Bainbridge is a ghost town in Lauderdale County, Alabama, United States, in the northern part of the state near Muscle Shoals. The settlement is now submerged under Wilson Lake on the Tennessee River.

== History ==
Bainbridge was founded in 1819, at a location that had previously been known as Campbell's Ferry. It was named for Commodore William Bainbridge. The planned town was a speculation of the Muscle Shoal Land Company South of Tennessee River, interested parties included Lemuel Donelson, Robert Weakley, Robert P. Currin, Beverly Reese, Charles Boyles, Levi J. Gist, Turner Saunders, and John Donelson. The planned town came to little, so John Donelson IV (d. 1840) a grandson of John Donelson and nephew of Andrew Jackson, turned the land into a plantation.

Byler Road, the oldest extant public road in Alabama, was built through Bainbridge.

A ferry operated in Bainbridge that crossed over the Tennessee River.

In the 1840s, most of the town's population moved to Florence and Tuscumbia after Bainbridge was bypassed by a newly–constructed railroad. The Kernachan family bought the plantation after Donelson's death.
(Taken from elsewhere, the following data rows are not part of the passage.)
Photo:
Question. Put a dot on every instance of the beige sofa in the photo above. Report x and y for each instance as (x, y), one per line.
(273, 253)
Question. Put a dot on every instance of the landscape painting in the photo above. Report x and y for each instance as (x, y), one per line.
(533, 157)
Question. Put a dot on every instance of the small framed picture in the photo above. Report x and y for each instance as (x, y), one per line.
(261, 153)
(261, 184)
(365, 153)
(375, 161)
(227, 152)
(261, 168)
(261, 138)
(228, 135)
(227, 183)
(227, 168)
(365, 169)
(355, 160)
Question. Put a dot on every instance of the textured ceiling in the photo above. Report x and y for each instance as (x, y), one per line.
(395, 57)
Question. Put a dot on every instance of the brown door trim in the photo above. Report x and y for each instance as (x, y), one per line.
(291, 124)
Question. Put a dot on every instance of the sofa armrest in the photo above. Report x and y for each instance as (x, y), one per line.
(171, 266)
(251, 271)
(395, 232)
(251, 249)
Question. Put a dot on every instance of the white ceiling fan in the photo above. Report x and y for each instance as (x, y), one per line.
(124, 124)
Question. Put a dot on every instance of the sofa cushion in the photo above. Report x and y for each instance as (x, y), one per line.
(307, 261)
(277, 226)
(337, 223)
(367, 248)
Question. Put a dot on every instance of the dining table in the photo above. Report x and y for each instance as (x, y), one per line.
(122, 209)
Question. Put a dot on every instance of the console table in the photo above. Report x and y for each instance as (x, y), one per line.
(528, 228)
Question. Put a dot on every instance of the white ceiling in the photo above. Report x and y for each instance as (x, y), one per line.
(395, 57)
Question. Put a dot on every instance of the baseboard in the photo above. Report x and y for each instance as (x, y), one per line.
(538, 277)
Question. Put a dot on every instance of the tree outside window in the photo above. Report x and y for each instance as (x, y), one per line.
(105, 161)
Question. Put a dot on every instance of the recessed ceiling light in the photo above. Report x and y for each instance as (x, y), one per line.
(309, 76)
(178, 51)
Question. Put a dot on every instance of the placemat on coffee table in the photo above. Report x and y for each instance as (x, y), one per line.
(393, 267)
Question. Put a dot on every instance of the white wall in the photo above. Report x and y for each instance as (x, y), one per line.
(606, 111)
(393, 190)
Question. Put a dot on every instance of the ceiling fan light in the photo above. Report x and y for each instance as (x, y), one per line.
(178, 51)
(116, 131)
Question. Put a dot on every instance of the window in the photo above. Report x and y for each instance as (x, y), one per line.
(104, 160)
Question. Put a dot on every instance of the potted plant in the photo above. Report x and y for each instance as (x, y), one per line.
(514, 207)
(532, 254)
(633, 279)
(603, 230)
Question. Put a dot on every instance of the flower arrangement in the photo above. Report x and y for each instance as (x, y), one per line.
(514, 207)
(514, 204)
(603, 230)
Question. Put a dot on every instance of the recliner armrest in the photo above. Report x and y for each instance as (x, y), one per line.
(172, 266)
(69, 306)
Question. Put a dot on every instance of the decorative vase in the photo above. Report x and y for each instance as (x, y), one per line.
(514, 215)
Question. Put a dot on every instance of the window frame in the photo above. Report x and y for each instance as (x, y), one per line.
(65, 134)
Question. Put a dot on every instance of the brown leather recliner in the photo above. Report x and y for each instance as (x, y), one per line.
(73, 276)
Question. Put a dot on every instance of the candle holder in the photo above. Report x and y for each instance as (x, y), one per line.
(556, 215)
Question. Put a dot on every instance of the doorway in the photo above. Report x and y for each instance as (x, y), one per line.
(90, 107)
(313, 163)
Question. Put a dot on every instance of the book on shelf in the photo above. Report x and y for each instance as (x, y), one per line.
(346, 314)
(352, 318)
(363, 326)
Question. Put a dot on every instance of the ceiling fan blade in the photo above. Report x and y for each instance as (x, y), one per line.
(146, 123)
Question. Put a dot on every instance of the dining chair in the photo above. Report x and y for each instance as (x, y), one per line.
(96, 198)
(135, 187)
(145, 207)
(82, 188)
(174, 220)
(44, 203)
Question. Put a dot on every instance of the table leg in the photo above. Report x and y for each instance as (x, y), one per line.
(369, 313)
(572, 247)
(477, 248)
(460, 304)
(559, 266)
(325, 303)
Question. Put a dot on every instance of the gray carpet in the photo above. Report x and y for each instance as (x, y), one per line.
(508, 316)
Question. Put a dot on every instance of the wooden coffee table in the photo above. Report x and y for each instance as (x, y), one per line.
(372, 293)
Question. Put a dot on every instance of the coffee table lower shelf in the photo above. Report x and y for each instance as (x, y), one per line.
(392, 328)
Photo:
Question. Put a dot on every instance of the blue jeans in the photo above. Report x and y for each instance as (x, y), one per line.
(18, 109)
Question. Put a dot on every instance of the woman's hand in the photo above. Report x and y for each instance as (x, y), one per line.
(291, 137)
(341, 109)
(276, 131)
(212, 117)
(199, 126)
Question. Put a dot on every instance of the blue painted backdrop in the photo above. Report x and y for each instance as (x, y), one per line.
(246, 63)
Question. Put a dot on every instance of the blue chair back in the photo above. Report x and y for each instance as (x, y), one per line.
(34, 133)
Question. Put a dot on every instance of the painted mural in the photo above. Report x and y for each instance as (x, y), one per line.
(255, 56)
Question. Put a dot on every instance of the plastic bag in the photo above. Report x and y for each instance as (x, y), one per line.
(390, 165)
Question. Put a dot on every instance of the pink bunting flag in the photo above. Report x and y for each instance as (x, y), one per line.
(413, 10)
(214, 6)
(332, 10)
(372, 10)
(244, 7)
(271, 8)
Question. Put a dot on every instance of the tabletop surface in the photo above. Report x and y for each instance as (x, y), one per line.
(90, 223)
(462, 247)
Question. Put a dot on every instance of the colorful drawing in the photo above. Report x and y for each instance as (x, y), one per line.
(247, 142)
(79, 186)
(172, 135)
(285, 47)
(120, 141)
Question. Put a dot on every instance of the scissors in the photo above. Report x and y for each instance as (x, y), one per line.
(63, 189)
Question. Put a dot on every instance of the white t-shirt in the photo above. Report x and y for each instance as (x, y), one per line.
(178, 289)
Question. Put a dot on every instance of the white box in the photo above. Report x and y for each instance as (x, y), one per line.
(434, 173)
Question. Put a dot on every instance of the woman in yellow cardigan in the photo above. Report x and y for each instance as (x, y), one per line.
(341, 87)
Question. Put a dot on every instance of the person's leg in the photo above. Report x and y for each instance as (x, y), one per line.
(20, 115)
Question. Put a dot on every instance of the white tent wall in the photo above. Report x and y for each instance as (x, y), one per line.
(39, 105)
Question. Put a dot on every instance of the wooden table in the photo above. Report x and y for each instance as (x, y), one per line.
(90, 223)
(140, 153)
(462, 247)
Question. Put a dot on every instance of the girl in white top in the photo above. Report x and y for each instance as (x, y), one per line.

During the Civil War, Confederate General Nathan Bedford Forrest crossed the Tennessee River in Bainbridge, and with General Phillip Roddey, attacked the Union forces at Town Creek. At some point during the war all of the buildings on the Kernachan plantation were burned.

By 1924 all that remained of the settlement were hundred-year-old headstones in the cemetery. The land was eventually inundated by the Tennessee Valley Authority's Wilson Dam.